Riyadh, Asharq Al-Awsat- Saudi Foreign Minister Prince Saud Al Faisal reaffirmed yesterday that the 2002 Arab peace plan which offers Israel normal ties with all Arab states in return for full withdrawal from Arab land occupied in the 1967 Middle East war.
“There will be no amendment to the Arab peace initiative.

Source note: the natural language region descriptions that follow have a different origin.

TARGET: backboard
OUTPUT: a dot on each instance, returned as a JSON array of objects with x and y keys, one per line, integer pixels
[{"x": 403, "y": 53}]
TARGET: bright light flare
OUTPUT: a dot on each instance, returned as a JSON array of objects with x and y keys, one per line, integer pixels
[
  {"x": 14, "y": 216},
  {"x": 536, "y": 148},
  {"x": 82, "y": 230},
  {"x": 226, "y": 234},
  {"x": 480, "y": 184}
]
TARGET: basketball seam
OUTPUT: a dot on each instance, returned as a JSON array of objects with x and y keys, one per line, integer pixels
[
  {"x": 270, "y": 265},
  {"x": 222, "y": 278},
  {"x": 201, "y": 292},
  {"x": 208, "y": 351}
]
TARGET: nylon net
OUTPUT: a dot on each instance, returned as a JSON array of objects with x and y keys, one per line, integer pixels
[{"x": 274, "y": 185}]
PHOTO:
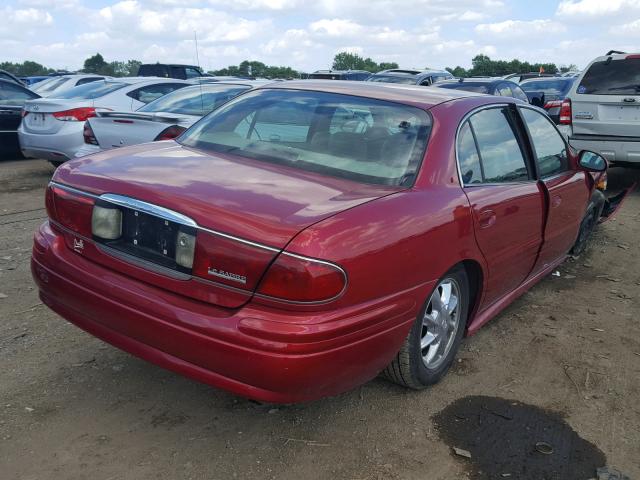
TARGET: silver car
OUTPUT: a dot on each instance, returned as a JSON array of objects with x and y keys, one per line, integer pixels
[
  {"x": 53, "y": 86},
  {"x": 51, "y": 128},
  {"x": 602, "y": 109},
  {"x": 162, "y": 119}
]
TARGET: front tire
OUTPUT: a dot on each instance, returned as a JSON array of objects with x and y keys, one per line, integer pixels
[{"x": 434, "y": 339}]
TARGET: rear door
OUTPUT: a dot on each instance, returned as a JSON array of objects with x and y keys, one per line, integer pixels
[
  {"x": 507, "y": 202},
  {"x": 606, "y": 101},
  {"x": 566, "y": 191}
]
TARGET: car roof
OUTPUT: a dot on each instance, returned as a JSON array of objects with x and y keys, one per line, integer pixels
[
  {"x": 546, "y": 79},
  {"x": 416, "y": 95}
]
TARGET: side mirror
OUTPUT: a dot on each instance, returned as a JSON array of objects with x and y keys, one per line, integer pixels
[{"x": 592, "y": 161}]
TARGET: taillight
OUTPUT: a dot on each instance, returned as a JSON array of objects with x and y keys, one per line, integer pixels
[
  {"x": 89, "y": 136},
  {"x": 71, "y": 210},
  {"x": 169, "y": 133},
  {"x": 75, "y": 114},
  {"x": 553, "y": 104},
  {"x": 565, "y": 112},
  {"x": 300, "y": 279}
]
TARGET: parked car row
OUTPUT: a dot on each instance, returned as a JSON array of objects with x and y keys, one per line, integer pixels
[{"x": 305, "y": 236}]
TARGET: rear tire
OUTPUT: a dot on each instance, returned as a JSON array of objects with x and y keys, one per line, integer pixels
[{"x": 435, "y": 337}]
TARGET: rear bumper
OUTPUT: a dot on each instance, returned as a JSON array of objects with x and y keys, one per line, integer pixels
[
  {"x": 56, "y": 147},
  {"x": 254, "y": 351},
  {"x": 614, "y": 149}
]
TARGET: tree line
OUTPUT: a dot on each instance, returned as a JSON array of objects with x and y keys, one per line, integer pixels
[{"x": 482, "y": 65}]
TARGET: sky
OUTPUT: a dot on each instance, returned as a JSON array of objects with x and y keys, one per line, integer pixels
[{"x": 307, "y": 34}]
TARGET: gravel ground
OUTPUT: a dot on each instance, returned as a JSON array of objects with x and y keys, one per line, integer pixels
[{"x": 72, "y": 407}]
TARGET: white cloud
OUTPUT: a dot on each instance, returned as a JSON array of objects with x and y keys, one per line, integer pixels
[
  {"x": 520, "y": 28},
  {"x": 596, "y": 8}
]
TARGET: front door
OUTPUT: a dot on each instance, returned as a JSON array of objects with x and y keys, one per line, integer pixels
[{"x": 507, "y": 202}]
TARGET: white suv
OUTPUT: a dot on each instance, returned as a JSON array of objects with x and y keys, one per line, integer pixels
[{"x": 602, "y": 109}]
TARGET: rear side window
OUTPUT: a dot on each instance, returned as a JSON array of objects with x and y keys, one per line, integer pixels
[
  {"x": 499, "y": 152},
  {"x": 468, "y": 156},
  {"x": 616, "y": 77},
  {"x": 92, "y": 90},
  {"x": 360, "y": 139},
  {"x": 551, "y": 151},
  {"x": 13, "y": 95},
  {"x": 149, "y": 93}
]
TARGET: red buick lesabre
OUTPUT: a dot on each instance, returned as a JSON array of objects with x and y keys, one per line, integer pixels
[{"x": 307, "y": 236}]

We have said this 20 times before in the past and this is the last time I will say this,” Prince Saud told reporters in Riyadh.
The Saudi Foreign Minister also said on Monday that an Arab summit in Riyadh this week must produce a united stance on an Arab initiative for peace with Israel.
“If the Arabs have a clear and strong position on the initiative, the more the chance of it being adopted internationally and serious peace negotiations entered,” Prince Saud told the opening session of Arab foreign ministers meeting to prepare for the March 28-29 summit.
Most Arab states have backed the peace plan but Saudi Arabia is lobbying Islamist group Hamas, which heads the Palestinian government, to give full support to the plan.
A senior Palestinian official said Hamas leader Khaled Meshaal had told Saudi leaders on Sunday his group would not voice any opposition to the Arab peace plan at the summit.
“Hamas will not contradict the Arab consensus, but will not voice a position on the Arab initiative,” the senior official, speaking to Reuters, quoted Meshaal as saying.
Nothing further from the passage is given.